The key asset resources in EPIC [31] mainly include the following: SCADA system, which uses Pcvue in EPIC and runs on a personal computer equipped with the Windows operating system; PLCs, which use WAGO’s PLC series PFC200 perform logic control in EPIC, located on control and network panel, and work based on firmware and control logic programs, and in a few cases, use Modbus TCP/IP communication; Codesys (Codesys v3), which is the programming standard of PLC; IEDs, SIPROTEC Relays from Siemens for protection and control which is used in EPIC, located in the control center and uses IEC61850 standard to communicate with the rest of the system, and maintains the entire process by firmware and control logic; VSD, SEW Eurodrive and the corresponding motor which are used as VSD in EPIC, located in the motor/generator room; and network switches and access points located in the network control panel which adopt HIRSCHMANN products.

4.2. Ontology Structure

Mining EPIC-related vulnerabilities to form a knowledge graph correspond to network layout and asset information of EPIC. For the convenience of research, the study mainly considers assets involved in the communication layout of EPIC. In this paper, we use assets as keywords to collect strong correlation information from vulnerability databases and form a relation extraction corpus with common vulnerabilities in ICS. The communication layout in EPIC is mapped into multiple groups of bidirectional communication relation between nodes and represented by triples. The connection between internal network layout and external threat information is established through the matching between nodes and specific asset information, thus forming the final industrial control network security knowledge graph. The ontology structure we define in this paper is shown in Figure 3.

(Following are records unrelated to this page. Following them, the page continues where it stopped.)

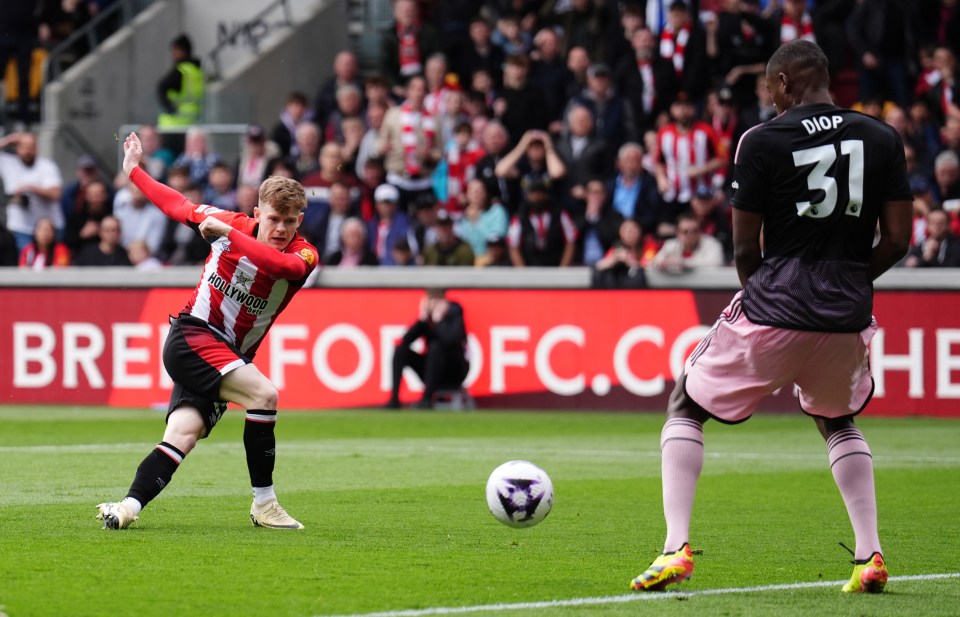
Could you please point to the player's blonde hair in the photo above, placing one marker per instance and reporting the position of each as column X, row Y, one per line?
column 284, row 194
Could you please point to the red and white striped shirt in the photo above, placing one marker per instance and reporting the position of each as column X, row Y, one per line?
column 679, row 151
column 246, row 284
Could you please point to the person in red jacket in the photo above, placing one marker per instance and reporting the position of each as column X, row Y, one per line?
column 255, row 267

We define 9 relations including model, _have_, version_, AKA, version, _by_, CVSS_score, module, help_out, and conn and additionally define two relations, comm and asset_info, to represent the connection relation in the EPIC communication network and asset information. There are 11 relations in total. Use <head, tail, relation> to identify the head entity, tail entity, and the relation between them. In this paper, the information of the network layout is mapped into triples <asset1, asset2, comm>, such as <MIED1, MIED2, comm>. Furthermore, <asset, Product, asset_info> combines the internal network layout and external threat intelligence through connecting asset nodes with the product information used by them. Through analysis of vulnerability databases, the vulnerability number is associated with CVSS score, solution, attack vector, and other relevant vulnerability numbers, making vulnerability analysis more multidimensional.

5. The Proposed Model

In this section, we describe the architecture of the proposed cybersecurity entity relation extraction model and then introduce each component of the model in detail.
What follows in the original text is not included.